Here, as the petitioner acknowledges, the continued use of the subject real property as a New York City Fire Department Emergency Medical Service station serves a legitimate public purpose. While the petitioner contends that taking the property in fee is excessive, it failed to sustain its burden in this regard. Under the circumstance of this case, the determination that acquisition in fee was necessary to achieve the desired public purpose was rational, and there is no basis upon which to disturb it (see Matter of Arbern Sutphin Props., LLC v. City of New York, 85 A.D.3d 1158, 1160, 926 N.Y.S.2d 636; Matter of Aspen Cr. Estates, Ltd. v. Town of Brookhaven, 47 A.D.3d at 278, 848 N.Y.S.2d 214, affd 76 N.Y.2d 923, 563 N.Y.S.2d 50, 564 N.E.2d 660; Matter of Gyrodyne Co. of Am., Inc. v. State Univ. of N.Y. at Stony Brook, 17 A.D.3d at 676, 794 N.Y.S.2d 87; Matter of Wechsler v. New York State Dept. of Envtl. Conservation, 153 A.D.2d 300, 303, 550 N.Y.S.2d 749). Moreover, the petitioner's unsubstantiated allegations fall far short of the “clear showing” necessary to establish that the condemnor acted in bad faith (see Matter of Stankevich v. Town of Southold, 29 A.D.3d at 811, 815 N.Y.S.2d 225; Matter of Woodfield Equities LLC v. Incorporated Vil. of Patchogue, 28 A.D.3d at 490, 813 N.Y.S.2d 184; Matter of Three P. Corp. v. Town of E. Hampton, 287 A.D.2d 511, 731 N.Y.S.2d 391; cf. Matter of Zutt v. State of New York, 99 A.D.3d 85, 949 N.Y.S.2d 402, 2012 N.Y. Slip Op 05645).
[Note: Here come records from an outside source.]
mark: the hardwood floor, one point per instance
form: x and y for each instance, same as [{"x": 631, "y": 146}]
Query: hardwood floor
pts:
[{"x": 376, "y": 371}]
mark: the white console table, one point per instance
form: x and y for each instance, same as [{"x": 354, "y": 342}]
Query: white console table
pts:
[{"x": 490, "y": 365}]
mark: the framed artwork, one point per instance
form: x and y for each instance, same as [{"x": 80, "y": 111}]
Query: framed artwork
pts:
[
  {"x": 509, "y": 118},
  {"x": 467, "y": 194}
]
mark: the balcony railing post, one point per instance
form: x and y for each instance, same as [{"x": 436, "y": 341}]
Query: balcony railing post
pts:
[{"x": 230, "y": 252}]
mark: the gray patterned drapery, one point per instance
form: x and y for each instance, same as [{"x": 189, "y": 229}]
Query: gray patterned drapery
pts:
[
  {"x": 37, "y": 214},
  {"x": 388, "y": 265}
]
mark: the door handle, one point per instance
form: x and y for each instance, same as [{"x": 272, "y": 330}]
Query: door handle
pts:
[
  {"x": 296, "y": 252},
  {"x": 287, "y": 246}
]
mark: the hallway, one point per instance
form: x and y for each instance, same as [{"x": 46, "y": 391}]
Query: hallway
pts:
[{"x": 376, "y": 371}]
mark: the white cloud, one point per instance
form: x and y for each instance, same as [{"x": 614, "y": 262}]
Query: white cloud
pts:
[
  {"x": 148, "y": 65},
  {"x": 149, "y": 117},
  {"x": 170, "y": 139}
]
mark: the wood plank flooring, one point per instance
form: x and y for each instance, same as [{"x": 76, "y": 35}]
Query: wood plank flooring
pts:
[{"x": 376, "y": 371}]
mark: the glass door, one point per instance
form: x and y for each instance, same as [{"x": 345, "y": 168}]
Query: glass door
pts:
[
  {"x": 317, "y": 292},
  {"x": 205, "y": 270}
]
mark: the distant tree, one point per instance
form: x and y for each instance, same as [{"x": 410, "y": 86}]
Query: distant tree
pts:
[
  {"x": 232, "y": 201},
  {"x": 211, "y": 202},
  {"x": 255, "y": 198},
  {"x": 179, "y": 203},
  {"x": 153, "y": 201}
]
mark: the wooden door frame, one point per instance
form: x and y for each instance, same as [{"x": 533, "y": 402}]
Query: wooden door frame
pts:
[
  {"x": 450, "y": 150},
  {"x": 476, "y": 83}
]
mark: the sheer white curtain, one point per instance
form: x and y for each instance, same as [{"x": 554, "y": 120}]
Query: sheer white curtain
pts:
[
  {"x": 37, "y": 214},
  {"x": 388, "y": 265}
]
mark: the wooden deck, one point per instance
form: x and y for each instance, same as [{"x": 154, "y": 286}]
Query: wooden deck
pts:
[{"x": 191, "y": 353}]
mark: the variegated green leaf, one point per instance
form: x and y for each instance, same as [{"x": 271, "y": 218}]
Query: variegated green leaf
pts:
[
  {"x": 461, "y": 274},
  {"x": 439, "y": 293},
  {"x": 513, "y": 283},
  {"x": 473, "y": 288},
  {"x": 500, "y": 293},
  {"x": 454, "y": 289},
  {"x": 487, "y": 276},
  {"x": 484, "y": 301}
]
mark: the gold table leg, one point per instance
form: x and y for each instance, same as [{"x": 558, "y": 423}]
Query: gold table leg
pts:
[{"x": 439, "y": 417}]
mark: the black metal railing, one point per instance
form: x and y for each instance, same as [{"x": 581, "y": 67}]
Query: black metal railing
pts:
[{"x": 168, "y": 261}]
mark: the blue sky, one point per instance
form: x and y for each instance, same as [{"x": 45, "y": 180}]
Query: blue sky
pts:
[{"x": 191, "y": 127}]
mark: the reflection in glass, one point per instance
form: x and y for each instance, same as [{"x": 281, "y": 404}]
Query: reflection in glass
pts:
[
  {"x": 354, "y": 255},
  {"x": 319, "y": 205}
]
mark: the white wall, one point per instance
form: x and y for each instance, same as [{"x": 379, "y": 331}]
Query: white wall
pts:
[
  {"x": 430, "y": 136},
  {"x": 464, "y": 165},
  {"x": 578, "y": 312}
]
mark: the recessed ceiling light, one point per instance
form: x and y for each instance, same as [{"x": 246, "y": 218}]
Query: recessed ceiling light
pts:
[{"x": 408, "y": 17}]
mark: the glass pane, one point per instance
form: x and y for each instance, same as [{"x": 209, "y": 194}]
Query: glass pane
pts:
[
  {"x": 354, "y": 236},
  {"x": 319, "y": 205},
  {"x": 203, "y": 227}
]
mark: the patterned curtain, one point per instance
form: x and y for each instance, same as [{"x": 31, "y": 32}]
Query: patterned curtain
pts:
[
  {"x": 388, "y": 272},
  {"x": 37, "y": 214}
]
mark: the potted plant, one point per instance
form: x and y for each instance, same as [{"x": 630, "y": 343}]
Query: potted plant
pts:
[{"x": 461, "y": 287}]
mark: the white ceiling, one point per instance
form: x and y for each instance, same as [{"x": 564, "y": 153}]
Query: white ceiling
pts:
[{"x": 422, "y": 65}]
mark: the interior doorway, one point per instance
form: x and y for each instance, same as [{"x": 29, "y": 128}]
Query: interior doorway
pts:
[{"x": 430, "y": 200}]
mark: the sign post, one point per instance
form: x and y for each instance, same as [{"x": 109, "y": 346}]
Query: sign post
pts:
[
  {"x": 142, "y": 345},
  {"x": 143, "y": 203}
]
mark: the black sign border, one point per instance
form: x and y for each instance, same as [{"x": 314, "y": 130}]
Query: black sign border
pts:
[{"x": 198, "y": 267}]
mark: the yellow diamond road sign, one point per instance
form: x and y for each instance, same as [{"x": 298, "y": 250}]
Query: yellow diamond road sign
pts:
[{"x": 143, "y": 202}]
The petitioner's contention that the condemnor failed to fulfill its obligations under the State Environmental Quality Review Act (hereinafter SEQRA) is also without merit. SEQRA requires that agencies “minimize or avoid adverse environmental effects” when considering proposed actions (ECL 8–0109 [1]; see 6 NYCRR part 617). In a full environmental assessment prepared in connection with the condemnation, no adverse environmental impacts were identified. Moreover, it is undisputed that the premises has been used in the same manner as is currently proposed since 1987, and the petitioner has failed to assert any significant potential for environmental harm that might result from the condemnation. Accordingly, the issuance of a negative declaration under SEQRA was appropriate and the preparation of an environmental impact statement was unnecessary (see 6 NYCRR 617.7[a][2]; Matter of Aspen Cr. Estates, Ltd. v. Town of Brookhaven, 47 A.D.3d at 274, 848 N.Y.S.2d 214, affd 12 N.Y.3d 735, 876 N.Y.S.2d 680, 904 N.E.2d 816; Matter of Woodfield Equities LLC v. Incorporated Vil. of Patchogue, 28 A.D.3d at 490, 813 N.Y.S.2d 184; Matter of McCarthy v. Town of Smithtown, 19 A.D.3d 695, 696, 797 N.Y.S.2d 555).

The petitioner's remaining contentions are without merit.